「新しい音声認識の動向(分散型音声認識など)」


中原 常信 岸 慶騎
株式会社アドバンスト・メディア


【はじめに】

 40年近い歴史を持つ音声認識も21世紀に入り実用化が加速し始めた。AmiVoice Medical for Radiology(放射線画像診断レポート音声認識システム)に代表される大語彙連続音声認識(ディクテーション)も認識率97%以上(当社調べ)を実現し、医療分野において広く普及しつつある。人間にとって最も自然なコミュニケーション手段である音声インターフェイスの実用化は、今後ますます加速し、我々の日常生活での利用シーンが見られる日も近い。音声認識の普及において、テクノロジーによる裏づけは必須である。今後、普及が予想されるテクノロジーの一部を紹介する。

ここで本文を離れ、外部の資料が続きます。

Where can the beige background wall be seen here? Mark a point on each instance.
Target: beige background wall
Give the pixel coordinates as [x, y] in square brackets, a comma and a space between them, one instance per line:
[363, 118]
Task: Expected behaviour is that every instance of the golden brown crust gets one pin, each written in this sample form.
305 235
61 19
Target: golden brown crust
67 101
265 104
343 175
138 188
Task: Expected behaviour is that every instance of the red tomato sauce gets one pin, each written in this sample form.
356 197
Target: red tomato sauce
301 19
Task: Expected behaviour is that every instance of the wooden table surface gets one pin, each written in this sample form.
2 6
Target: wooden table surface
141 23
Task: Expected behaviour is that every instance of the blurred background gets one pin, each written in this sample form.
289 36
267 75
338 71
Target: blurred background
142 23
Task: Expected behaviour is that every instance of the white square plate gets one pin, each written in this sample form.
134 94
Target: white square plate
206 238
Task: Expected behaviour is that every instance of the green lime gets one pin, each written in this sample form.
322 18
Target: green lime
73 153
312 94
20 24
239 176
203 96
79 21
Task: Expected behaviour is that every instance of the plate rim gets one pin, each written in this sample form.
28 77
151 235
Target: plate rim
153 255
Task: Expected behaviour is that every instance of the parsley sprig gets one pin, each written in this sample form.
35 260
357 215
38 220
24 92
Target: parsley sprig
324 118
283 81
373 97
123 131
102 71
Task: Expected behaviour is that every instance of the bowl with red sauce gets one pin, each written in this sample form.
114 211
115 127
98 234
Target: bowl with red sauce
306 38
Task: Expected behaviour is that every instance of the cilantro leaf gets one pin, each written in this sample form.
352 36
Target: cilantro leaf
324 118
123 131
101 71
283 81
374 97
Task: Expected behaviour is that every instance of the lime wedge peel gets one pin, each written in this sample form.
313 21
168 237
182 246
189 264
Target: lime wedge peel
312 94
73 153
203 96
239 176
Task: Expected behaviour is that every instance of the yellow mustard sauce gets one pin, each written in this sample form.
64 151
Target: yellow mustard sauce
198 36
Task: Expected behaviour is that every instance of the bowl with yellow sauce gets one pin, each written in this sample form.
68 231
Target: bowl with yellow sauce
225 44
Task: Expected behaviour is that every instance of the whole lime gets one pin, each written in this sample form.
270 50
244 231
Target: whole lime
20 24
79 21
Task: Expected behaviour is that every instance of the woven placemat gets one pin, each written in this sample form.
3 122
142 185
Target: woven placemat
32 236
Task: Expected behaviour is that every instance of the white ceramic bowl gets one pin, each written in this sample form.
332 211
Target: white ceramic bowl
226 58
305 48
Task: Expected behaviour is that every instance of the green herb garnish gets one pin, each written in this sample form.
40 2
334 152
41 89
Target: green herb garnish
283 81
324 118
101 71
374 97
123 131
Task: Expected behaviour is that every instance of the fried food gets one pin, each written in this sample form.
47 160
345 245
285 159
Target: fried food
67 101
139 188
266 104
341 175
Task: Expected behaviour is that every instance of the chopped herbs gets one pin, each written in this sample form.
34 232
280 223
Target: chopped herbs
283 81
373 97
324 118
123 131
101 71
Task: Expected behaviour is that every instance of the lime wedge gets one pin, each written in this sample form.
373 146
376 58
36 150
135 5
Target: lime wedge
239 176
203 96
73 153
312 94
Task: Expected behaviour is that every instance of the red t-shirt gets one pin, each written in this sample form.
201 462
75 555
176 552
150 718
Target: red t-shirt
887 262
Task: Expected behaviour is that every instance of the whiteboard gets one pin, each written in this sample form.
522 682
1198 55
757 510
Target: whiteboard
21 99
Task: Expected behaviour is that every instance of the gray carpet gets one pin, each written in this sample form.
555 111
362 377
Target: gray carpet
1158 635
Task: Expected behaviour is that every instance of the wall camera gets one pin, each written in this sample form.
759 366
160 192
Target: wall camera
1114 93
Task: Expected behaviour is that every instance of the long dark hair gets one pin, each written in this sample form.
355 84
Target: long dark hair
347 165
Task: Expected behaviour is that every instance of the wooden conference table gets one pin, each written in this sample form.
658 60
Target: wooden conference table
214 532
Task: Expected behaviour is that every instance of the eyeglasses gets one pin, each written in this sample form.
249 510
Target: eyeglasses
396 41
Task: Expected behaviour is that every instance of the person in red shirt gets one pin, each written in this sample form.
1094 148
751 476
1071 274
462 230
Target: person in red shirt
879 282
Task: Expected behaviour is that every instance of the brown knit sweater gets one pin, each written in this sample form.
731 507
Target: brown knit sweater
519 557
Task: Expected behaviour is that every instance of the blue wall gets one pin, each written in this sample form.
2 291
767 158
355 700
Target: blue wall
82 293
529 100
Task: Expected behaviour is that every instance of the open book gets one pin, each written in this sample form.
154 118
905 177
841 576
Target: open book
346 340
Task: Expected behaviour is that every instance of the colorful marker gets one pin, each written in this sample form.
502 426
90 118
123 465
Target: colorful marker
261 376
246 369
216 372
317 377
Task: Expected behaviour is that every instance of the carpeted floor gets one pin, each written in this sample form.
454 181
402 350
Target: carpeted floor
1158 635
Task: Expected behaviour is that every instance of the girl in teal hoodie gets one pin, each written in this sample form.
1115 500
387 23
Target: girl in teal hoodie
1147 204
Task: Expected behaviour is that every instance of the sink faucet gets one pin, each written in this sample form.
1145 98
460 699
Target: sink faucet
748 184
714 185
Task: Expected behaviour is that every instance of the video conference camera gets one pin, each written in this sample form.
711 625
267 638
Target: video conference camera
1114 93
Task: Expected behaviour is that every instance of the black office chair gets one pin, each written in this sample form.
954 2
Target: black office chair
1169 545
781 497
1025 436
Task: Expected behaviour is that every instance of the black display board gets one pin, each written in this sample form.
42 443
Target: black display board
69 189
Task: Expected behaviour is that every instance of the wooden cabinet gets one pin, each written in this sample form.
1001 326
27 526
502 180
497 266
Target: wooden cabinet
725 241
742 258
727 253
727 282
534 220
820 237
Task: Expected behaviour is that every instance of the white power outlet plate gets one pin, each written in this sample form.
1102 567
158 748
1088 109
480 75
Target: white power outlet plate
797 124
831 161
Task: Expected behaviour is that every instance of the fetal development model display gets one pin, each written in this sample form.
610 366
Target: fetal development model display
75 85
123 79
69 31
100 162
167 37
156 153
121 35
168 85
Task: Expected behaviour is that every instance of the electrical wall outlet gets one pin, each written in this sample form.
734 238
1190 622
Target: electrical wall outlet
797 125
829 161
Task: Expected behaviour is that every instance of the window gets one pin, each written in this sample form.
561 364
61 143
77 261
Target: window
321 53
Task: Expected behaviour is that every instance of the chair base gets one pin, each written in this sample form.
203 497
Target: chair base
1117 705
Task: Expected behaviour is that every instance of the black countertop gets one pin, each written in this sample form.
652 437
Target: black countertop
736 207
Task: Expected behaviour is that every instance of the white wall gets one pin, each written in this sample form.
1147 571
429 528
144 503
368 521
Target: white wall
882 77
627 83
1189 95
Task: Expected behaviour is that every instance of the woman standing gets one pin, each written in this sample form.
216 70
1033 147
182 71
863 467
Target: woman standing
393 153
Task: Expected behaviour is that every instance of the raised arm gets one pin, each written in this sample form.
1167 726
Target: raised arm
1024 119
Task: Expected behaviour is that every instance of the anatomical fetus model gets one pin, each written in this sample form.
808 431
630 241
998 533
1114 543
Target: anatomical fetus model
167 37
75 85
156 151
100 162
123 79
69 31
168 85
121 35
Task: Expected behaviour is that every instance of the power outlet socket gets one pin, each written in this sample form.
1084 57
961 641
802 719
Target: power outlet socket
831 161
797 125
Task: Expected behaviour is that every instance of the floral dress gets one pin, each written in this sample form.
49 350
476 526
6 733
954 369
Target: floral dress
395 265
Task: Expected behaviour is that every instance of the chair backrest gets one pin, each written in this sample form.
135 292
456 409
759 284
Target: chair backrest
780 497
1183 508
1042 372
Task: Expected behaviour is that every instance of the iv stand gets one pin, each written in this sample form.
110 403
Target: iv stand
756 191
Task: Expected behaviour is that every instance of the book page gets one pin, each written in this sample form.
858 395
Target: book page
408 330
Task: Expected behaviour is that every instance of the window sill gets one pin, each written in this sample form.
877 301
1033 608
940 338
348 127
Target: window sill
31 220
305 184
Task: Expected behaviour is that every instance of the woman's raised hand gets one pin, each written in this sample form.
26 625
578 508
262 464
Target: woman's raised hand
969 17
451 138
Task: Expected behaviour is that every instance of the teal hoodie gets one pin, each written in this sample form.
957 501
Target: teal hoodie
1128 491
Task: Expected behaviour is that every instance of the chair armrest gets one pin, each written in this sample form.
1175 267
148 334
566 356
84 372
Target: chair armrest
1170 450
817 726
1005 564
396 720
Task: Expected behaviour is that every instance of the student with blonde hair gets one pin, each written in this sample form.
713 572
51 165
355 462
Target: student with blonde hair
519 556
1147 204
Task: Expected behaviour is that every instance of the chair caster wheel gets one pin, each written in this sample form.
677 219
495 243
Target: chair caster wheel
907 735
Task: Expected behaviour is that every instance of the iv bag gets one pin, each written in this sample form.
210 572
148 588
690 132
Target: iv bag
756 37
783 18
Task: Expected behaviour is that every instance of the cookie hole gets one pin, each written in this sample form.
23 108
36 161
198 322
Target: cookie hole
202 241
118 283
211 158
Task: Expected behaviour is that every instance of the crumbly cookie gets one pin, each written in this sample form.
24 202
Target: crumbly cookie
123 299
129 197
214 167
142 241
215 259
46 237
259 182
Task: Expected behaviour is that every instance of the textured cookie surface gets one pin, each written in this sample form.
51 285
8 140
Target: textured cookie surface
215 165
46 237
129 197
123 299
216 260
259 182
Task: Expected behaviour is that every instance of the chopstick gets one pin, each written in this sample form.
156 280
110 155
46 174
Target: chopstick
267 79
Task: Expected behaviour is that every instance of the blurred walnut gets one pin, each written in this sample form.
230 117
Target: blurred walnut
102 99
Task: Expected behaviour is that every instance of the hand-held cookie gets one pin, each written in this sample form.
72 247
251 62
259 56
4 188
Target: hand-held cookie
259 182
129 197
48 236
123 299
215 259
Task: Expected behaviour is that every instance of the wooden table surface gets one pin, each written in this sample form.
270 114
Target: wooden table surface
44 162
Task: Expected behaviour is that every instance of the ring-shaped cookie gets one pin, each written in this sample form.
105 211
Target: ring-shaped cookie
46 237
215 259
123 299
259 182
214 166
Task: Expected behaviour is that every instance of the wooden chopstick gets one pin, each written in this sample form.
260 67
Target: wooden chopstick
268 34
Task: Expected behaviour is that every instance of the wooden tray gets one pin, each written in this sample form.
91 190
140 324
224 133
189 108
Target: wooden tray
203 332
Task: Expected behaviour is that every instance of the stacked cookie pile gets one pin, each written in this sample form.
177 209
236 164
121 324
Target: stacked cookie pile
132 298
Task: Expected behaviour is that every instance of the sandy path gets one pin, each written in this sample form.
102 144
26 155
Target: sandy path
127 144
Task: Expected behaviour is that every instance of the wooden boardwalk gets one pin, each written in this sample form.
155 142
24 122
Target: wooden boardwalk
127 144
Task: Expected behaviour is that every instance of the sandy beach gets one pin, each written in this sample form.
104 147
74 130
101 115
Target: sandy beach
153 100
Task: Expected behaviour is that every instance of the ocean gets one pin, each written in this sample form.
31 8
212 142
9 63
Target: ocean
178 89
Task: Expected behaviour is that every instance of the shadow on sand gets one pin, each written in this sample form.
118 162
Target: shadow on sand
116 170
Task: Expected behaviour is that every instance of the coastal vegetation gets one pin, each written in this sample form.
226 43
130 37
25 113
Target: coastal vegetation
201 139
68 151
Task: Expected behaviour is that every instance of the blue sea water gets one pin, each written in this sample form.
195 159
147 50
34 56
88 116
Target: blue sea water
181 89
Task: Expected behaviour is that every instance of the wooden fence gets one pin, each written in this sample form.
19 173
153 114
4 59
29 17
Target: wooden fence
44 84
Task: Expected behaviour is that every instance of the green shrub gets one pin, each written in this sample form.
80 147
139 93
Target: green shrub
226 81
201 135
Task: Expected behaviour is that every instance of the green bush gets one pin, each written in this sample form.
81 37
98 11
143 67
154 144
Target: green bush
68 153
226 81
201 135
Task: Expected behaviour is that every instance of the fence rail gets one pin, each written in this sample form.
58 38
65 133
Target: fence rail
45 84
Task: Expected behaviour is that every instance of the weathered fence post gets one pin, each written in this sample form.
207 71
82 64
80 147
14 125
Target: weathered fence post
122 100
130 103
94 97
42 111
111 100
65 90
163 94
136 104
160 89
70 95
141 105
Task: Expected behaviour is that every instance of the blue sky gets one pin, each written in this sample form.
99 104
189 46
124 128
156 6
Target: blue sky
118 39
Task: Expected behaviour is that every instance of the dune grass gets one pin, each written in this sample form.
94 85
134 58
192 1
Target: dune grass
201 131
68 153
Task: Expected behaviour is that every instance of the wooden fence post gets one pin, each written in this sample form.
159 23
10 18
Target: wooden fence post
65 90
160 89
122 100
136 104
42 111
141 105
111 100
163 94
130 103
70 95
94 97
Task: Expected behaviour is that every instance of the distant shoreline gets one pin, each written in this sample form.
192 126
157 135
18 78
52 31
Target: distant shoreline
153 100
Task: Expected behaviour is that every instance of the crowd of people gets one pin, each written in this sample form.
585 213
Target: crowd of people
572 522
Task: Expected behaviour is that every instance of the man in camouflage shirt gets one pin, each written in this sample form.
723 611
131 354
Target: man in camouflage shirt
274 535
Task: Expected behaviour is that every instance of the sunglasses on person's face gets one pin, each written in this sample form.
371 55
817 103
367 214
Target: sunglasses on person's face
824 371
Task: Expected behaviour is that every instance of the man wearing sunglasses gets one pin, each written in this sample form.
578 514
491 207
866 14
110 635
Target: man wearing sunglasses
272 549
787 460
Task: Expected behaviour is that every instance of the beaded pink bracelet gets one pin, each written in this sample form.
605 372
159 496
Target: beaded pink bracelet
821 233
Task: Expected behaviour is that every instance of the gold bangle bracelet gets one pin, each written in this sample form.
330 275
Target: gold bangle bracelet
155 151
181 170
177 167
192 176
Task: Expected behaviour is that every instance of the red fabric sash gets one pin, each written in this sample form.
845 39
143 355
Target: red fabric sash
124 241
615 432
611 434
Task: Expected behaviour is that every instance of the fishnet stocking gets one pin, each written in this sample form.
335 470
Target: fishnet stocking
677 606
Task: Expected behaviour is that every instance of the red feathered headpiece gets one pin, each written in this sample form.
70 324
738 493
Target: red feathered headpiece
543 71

【分散型音声認識(DSR:Distributed Speech Recognition):AmiVoice DSR】

 ユビキタス社会の牽引役として、携帯情報端末(PDA)や、PHS、携帯電話等のモバイル環境でのIT化が進んでいる。このモバイル環境での音声認識を実現できれば、利用シーンは飛躍的に拡大する。携帯端末は、そのコンパクトさゆえに表示や操作に大きな制約を強いられており、声による情報検索や情報入力によって効率化を図るべく、音声認識が既に利用されている。しかし、携帯端末のメモリ制限によって、語彙数及び精度性能において制限を受け、特化されごく限定された会話パターンでしか実用化できないという大きな課題を抱えていた。この問題を解決するテクノロジーがAmiVoice DSR(分散型音声認識)(図1)である。音響分析(FE)部と認識デコーダ(DC)部を分離したクライアント・サーバ(C/S)システムとすることで、携帯端末でもAmiVoiceの性能を最大限発揮することが可能となった。DCへの音声情報は、約1/30に圧縮された特徴量として送信され、ナローバンドにおいても高品質かつ伝送ノイズの影響を受けない音声データを送信することができる。また、N対Nのネットワーク構築も可能である為、複数利用者の同時使用、膨大な辞書、言語モデルの構築、用途や使用端末によるリソースの自動選択、システムダウンに備えた監視機能、メンテナンスの容易性等、あらゆるニーズに答えられる完成度の高いアーキテクチャを備えている。これまでスタンドアロン型では困難だった、場所を選ばない音声入力が可能となる(図2)。また、ハンズフリー、アイズフリーが実現できる為、作業しながらでも音声入力できるので、確実性、迅速性、効率性、安全性等、多くのメリットが得られる。

図1

図2

 

【おわりに】

 自由な発話の中から特定の言葉を認識するキーワードスポッティング、膨大な記録音声の中から特定の言葉を高速検索するメディア・トラッキング技術、車載等騒音下利用での雑音処理技術、言葉の意図を読み取る意味理解、多言語翻訳等、利用シーンの拡大に向け、様々な技術が実用化されつつある。音声認識に関わる技術は語り尽くせない。高精度音声認識エンジンAmiVoiceをベースとして、これら技術を集結することで、あらゆるシーンでの高精度音声認識が利用できつつある。携帯で、仕事場で、家庭で、車で、レストランで、空港で、切符売場で、擬人エージェントやロボットと自然な会話で、効率よくサービスを享受できる日は近い。
 医療分野においても電子カルテシステムなどのITが急速に普及する昨今、臨床現場でのドクター、ナースによるキーボードやマウスによる入力負担が問題となっている。しかも患者への情報開示、紹介率の向上、地域連携の推進、診療データの蓄積による疾病の体系化、病院経営の分析と安定化、万が一の医療過誤訴訟の際の克明な診療記録など、医療現場では今後ますます診療記録の入力の重要性が増している。これらの状況を打開する策の一つとして、音声認識技術の進歩と普及は、IT化へ向けた動向を支えるものであるといっても過言ではない。
 Eメールの普及などで、話をする機会が失われていく今日、話す文化が形成されることも、人間本来の姿として歓迎すべきことではないだろうか。